Obsidian Security is a company focused on securing SaaS applications for modern businesses. The Staff Site Reliability Engineer will lead the reliability strategy for a complex multi-tenant SaaS platform, ensuring proactive detection of system failures and improving incident response processes.
Responsibilities:
- Map and instrument critical system paths for top-tier enterprise customers
- Build connector health models to classify issues: Internal defects (“our bug”), Upstream SaaS outages, Expected sparse/low-signal scenarios
- Establish tiered incident communication: Public status page for all customers, Direct outreach for high-priority accounts
- Define and begin rollout of SLI/SLO standards across microservices
- Develop self-service instrumentation tooling enabling engineering teams to own observability
- Implement baseline-aware anomaly detection across all connectors (beyond static thresholds)

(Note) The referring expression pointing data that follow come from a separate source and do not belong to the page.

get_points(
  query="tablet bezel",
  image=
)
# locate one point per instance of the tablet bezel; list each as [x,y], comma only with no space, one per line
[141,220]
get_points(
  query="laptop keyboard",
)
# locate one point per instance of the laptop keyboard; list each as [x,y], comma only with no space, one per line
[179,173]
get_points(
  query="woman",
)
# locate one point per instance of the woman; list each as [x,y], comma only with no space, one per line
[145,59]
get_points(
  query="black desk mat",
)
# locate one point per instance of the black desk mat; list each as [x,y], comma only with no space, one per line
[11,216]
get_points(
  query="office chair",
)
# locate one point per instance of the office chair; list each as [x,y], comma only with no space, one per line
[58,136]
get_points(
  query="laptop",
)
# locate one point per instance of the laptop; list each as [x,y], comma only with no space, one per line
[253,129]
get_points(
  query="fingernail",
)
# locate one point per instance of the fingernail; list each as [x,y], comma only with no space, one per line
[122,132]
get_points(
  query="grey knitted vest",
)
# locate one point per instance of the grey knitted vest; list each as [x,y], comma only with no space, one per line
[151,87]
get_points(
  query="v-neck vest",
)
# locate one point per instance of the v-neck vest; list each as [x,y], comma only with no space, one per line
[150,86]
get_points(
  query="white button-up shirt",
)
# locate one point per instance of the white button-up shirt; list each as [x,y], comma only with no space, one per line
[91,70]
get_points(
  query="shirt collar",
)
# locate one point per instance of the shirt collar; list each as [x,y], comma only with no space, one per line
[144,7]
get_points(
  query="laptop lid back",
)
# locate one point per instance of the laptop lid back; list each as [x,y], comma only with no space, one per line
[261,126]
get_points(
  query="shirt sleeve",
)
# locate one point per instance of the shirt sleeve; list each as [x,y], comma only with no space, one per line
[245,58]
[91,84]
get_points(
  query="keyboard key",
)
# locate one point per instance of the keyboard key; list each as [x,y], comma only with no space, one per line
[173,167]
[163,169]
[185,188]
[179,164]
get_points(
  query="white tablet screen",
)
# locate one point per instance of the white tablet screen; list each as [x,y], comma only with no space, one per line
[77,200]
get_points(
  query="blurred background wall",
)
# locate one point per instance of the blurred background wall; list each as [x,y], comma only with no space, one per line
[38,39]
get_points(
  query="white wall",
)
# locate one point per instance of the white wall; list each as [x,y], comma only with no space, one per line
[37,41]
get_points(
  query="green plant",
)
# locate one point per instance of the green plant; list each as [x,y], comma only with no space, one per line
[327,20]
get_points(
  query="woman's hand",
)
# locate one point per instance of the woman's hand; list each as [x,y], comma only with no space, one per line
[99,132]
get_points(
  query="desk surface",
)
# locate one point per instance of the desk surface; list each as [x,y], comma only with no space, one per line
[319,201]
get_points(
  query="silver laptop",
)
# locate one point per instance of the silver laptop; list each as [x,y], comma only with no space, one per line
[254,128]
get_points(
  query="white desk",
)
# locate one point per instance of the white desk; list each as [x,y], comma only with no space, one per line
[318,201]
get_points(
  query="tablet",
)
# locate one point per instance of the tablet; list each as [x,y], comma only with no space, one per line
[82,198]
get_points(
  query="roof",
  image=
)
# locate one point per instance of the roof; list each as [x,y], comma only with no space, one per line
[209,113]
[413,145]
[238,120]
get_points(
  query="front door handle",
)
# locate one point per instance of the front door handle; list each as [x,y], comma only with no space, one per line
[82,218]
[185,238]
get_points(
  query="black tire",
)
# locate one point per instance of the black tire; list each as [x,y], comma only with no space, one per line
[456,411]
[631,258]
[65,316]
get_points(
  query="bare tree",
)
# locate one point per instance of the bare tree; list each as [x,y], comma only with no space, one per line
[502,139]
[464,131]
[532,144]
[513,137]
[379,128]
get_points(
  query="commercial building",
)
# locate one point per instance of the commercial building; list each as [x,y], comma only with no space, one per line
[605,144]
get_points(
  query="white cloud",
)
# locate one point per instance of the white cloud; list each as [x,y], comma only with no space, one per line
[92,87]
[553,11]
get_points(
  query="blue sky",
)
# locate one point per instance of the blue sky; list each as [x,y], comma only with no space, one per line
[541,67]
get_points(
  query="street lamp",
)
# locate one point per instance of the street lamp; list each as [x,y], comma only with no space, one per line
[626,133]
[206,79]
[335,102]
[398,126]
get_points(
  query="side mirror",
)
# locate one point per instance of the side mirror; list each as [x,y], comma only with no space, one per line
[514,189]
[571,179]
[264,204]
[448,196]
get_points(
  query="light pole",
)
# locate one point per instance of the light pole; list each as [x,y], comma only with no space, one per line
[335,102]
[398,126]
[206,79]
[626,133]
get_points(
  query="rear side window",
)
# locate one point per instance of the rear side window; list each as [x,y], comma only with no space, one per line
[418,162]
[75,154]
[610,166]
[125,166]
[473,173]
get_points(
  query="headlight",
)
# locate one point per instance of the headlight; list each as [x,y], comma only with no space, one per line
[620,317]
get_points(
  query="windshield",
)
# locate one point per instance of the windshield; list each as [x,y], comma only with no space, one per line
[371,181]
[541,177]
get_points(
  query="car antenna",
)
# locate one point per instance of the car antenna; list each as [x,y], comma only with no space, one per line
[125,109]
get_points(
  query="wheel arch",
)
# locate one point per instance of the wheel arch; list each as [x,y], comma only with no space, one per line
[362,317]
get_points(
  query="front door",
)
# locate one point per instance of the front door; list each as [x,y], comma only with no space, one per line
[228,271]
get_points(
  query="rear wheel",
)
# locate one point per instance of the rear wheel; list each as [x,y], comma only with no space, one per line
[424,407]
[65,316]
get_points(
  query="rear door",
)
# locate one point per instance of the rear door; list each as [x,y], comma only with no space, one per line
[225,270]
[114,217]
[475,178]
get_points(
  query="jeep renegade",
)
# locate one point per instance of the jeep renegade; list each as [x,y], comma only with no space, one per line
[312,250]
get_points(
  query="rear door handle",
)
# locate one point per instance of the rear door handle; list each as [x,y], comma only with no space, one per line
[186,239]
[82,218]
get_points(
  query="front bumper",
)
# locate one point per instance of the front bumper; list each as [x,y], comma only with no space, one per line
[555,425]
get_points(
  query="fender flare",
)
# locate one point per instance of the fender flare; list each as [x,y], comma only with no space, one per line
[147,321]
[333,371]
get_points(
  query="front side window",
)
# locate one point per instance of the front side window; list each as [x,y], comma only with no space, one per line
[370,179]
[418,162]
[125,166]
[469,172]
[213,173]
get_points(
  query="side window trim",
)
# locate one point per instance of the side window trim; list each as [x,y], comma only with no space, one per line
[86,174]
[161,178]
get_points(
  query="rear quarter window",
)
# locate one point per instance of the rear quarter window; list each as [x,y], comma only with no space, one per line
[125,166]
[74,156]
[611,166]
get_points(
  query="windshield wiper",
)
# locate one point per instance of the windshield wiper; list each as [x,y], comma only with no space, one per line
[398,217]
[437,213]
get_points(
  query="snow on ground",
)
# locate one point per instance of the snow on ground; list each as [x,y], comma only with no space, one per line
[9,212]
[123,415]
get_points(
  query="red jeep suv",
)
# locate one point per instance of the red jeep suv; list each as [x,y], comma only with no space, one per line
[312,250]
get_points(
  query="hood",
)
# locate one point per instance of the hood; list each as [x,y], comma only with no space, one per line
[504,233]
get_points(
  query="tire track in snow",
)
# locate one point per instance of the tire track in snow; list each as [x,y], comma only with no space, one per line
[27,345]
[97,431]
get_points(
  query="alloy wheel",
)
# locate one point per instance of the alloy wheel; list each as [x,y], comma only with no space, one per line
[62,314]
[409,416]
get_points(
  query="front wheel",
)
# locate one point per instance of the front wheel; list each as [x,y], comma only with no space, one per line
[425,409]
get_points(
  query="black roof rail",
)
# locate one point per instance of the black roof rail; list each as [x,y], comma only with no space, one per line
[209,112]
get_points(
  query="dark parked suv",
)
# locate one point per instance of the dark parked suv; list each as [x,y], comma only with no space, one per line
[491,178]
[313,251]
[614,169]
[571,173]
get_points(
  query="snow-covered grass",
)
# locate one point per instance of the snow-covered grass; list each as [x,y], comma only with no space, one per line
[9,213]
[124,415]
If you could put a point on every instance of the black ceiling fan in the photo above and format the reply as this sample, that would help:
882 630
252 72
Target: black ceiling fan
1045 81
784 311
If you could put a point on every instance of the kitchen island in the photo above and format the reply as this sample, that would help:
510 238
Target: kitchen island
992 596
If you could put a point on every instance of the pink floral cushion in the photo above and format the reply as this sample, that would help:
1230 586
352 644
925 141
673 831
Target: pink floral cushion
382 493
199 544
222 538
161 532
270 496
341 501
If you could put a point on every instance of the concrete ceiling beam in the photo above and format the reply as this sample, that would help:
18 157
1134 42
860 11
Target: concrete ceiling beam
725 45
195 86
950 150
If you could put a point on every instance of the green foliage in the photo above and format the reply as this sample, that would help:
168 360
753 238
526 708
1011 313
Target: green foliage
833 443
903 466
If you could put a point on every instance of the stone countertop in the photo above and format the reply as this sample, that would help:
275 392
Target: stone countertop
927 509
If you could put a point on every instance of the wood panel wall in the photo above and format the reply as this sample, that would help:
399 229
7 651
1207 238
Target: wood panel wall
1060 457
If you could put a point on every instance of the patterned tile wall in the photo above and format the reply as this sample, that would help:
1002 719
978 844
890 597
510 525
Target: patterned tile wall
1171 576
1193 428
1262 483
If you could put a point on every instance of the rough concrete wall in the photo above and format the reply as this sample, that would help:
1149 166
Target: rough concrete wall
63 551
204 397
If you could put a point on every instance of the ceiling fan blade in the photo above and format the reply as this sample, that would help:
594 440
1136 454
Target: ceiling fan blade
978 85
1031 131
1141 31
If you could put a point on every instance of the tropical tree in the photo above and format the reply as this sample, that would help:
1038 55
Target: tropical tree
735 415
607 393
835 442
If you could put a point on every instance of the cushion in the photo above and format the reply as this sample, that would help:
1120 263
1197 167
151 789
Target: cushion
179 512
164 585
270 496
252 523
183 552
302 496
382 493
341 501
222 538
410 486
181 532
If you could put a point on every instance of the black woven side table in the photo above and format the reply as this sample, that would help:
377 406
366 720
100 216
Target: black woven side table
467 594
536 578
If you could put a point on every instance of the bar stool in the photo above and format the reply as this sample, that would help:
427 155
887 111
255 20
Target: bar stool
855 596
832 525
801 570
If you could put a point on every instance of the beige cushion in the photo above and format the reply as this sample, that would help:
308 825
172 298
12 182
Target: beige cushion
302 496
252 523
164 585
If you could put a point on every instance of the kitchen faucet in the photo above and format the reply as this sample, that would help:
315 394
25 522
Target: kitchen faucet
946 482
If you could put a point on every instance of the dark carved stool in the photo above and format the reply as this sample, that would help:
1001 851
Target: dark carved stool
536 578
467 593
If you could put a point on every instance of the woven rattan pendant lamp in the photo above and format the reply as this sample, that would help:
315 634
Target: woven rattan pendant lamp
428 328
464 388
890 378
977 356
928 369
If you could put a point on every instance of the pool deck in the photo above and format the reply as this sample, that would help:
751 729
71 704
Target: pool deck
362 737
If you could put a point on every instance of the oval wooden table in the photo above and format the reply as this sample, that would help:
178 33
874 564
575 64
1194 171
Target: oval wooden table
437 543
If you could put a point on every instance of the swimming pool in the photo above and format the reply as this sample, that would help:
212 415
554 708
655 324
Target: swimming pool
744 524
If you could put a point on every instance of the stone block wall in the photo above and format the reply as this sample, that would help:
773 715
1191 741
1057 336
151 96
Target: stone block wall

- Mature incident response processes, including: Structured post-mortems, Continuous reliability improvements
Requirements:
- 7+ years in SRE, production engineering, or similar roles
- 2+ years operating as a technical lead
- Deep expertise with: AWS and/or GCP
- Deep expertise with: Kubernetes, Helm
- Deep expertise with: Observability stack (Prometheus, Grafana)
- Deep expertise with: CI/CD systems (GitLab CI/CD, ArgoCD)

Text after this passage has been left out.